The motivation for the bombing remains uncertain, an accident or some sort of effort to send a message to the Irish government (particularly in the wake of assistance to Belfast after the bombing there earlier that year? Certainly the evidence can be argued either way, though I guess on balance I’d tend to the accident theory (that said there’s curious evidence that the bomber pilot flew repeatedly over the scene at low level as if looking for something and the fact it was so limited a bombing is odd too).
It’s a fascinating book which covers the ground forensically and builds into a real picture of life in the city during that period and that Whit weekend. It’s also filled with photographs of the aftermath of the event.

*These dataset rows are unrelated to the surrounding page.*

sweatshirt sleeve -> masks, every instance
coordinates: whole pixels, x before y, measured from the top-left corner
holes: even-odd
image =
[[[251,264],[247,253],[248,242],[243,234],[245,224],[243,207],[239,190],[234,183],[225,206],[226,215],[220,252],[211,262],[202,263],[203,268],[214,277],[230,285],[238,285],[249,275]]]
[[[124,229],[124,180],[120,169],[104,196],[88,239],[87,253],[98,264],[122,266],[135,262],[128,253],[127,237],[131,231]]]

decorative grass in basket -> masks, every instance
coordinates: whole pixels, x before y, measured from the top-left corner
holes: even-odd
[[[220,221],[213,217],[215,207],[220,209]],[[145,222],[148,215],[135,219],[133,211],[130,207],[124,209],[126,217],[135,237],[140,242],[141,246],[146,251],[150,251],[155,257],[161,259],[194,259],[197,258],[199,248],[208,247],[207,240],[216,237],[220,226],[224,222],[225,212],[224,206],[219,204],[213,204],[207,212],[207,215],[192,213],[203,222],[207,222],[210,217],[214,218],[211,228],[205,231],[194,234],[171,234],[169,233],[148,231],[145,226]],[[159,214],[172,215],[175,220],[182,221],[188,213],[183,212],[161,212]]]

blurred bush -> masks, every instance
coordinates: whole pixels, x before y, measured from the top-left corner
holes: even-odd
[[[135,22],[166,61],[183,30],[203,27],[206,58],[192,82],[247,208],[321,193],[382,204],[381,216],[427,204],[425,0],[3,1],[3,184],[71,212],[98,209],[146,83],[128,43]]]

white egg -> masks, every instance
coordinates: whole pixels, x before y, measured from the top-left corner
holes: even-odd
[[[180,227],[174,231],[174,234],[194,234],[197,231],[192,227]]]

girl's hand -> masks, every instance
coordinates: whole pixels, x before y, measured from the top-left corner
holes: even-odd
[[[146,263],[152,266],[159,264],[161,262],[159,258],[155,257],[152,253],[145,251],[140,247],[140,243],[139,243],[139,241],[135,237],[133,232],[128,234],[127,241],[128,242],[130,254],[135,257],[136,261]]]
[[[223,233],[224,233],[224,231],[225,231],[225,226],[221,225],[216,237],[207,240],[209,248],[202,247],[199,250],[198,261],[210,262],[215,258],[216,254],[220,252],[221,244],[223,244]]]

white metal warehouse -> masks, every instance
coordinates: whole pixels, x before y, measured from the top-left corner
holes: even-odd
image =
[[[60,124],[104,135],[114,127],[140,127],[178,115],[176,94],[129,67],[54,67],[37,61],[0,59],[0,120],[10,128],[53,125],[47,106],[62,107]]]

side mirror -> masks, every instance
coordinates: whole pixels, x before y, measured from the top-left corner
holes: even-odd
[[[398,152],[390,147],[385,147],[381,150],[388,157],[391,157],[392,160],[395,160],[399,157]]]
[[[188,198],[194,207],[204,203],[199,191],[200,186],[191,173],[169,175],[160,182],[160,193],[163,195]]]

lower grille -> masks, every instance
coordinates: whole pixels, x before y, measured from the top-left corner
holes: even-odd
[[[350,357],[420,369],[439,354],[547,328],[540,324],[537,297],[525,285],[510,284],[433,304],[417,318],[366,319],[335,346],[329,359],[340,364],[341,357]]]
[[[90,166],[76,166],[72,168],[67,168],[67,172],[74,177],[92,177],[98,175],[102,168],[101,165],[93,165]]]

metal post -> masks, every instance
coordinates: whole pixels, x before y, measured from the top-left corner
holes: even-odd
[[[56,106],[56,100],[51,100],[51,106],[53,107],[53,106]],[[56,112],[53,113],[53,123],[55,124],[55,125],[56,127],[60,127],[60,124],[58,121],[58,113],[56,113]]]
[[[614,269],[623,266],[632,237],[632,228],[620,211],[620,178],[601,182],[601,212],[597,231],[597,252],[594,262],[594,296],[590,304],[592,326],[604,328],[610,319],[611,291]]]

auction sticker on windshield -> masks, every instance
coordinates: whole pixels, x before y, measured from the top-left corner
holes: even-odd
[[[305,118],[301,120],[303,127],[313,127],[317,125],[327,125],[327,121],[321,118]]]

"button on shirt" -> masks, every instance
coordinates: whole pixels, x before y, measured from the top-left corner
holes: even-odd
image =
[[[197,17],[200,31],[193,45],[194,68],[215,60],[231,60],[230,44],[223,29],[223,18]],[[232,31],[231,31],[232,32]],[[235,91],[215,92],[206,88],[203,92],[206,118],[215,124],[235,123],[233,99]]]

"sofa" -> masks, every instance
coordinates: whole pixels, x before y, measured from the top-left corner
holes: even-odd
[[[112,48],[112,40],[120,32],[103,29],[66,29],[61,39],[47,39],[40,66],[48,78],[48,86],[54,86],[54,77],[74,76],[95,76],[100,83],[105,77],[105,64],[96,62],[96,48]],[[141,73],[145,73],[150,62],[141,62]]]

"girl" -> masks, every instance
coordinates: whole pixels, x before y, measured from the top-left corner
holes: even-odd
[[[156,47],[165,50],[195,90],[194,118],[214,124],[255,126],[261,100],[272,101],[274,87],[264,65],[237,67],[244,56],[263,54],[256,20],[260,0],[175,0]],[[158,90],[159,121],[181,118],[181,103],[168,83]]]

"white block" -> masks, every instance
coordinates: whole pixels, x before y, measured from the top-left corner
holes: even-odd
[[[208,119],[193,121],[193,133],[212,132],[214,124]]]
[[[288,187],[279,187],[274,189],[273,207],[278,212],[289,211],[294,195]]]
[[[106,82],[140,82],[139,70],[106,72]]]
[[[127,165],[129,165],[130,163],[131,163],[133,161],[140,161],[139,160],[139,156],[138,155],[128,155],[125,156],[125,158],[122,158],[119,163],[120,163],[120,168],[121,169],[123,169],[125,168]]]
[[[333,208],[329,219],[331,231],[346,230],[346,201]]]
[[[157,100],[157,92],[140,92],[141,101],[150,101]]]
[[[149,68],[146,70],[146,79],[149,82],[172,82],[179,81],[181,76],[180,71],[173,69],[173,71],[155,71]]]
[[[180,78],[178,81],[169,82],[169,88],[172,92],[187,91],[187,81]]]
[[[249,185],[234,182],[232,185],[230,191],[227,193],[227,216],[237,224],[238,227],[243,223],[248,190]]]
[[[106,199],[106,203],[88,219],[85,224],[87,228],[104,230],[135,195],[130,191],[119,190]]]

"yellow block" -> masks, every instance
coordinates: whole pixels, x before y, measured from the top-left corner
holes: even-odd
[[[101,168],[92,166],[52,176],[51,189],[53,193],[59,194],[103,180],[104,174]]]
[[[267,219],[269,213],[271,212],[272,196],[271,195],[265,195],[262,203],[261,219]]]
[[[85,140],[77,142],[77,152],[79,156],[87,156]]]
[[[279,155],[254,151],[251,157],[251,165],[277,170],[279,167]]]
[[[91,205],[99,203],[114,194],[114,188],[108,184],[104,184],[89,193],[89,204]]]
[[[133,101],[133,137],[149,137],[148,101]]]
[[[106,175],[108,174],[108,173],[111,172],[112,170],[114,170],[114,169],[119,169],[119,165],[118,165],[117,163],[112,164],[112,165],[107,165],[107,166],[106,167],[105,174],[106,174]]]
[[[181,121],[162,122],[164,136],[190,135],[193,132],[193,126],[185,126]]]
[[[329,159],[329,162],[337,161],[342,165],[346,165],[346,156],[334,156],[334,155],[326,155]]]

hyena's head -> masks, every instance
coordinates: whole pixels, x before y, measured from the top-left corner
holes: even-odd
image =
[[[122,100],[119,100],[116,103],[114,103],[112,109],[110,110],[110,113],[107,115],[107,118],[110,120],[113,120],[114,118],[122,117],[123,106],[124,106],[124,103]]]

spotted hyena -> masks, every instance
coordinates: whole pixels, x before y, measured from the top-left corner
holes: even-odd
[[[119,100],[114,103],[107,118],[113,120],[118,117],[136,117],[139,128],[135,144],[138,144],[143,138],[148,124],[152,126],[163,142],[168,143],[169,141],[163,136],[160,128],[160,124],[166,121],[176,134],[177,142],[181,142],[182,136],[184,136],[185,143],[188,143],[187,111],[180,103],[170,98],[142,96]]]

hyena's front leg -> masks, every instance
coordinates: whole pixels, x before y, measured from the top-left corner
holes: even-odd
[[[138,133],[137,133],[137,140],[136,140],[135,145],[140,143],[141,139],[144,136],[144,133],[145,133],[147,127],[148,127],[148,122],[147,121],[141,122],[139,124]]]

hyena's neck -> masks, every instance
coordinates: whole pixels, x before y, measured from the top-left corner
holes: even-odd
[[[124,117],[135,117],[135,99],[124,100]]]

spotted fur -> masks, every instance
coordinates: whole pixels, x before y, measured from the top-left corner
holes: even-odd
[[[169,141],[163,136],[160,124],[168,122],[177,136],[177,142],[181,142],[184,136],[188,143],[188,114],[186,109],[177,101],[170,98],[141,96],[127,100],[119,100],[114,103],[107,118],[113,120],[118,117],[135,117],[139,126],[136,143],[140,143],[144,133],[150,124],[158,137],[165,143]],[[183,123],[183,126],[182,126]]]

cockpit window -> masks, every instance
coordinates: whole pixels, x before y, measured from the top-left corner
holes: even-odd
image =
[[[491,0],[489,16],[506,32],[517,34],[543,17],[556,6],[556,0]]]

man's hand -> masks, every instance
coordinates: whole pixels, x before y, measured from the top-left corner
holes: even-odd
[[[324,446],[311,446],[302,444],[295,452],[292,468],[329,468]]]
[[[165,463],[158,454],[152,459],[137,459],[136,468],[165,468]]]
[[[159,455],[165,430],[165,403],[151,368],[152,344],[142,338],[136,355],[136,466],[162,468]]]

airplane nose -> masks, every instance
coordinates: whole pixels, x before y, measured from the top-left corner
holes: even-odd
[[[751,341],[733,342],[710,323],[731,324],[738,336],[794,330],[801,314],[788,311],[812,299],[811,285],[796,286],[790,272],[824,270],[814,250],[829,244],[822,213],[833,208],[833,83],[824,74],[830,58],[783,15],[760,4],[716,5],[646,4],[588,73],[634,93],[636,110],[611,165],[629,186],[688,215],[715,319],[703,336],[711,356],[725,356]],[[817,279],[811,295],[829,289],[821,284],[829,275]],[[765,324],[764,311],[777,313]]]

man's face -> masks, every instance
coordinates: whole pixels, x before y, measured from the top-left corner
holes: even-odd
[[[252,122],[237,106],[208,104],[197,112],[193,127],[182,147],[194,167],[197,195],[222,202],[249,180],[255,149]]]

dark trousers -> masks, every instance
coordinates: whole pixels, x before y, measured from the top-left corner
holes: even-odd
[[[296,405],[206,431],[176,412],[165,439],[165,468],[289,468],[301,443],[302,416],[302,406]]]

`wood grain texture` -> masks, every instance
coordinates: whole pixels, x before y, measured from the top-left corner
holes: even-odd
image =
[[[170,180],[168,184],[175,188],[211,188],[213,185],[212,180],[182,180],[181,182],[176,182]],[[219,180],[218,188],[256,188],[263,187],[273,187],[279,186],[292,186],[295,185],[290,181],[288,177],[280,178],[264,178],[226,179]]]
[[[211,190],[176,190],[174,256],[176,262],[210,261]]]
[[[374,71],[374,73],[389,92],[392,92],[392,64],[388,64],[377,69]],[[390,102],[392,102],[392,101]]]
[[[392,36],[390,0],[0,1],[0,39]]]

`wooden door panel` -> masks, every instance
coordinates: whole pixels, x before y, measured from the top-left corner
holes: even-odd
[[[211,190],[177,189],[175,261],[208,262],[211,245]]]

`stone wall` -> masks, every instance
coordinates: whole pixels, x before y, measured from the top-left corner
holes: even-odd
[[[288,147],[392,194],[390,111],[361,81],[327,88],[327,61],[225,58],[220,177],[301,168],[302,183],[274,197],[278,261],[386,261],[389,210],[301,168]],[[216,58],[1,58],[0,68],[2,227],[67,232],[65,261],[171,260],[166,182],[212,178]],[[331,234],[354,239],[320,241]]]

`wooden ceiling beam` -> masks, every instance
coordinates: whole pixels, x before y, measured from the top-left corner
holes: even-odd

But one fascinating chapter engages with the issue of those who were left homeless by the bombings, many of whom were rehoused in Cabra which at that time was considered a part of the country by inner city residents. Their plight is unfortunately – having read Conor’s Sins of the Father - much less a surprise than it might have been. Families and individuals were quite literally abandoned to new houses that had been built too quickly (so that when fires were lit chimney breasts cracked) with only blankets.
The rents on the new properties were often double the rents they used to pay to the Corporation. And there’s one telling anecdote which in some respects is an example of the attitude that has persisted well into the contemporary era in relation to such matters.
Some new inhabitants [in Cabra] were left virtually helpless. Nan Davis tells of the hardship of two widow friends, Ginny and her sister Rosie. The bombing had rendered them essentially destitute.
“Ginny’s husband died and she was left with three children. Then her house was bombed. Lost everything! And the Government never done anything about it. They got nothing. Never go compensation, not a bed, not a cup. Just let them go and they had to find their own way. That was an awful thing.”
Nor did they receive any sympathy from one corporation official to whom they turned. avid well remembers the day that Ginny and Rosie timidly went to the corporation offices to seek some small compensation – any bit of help – to get them through life. The man flatly turned them away, dismissing their tragedy in a huffy tone, tell them “it was Providence. Providence that happened – couldn’t be prevented.”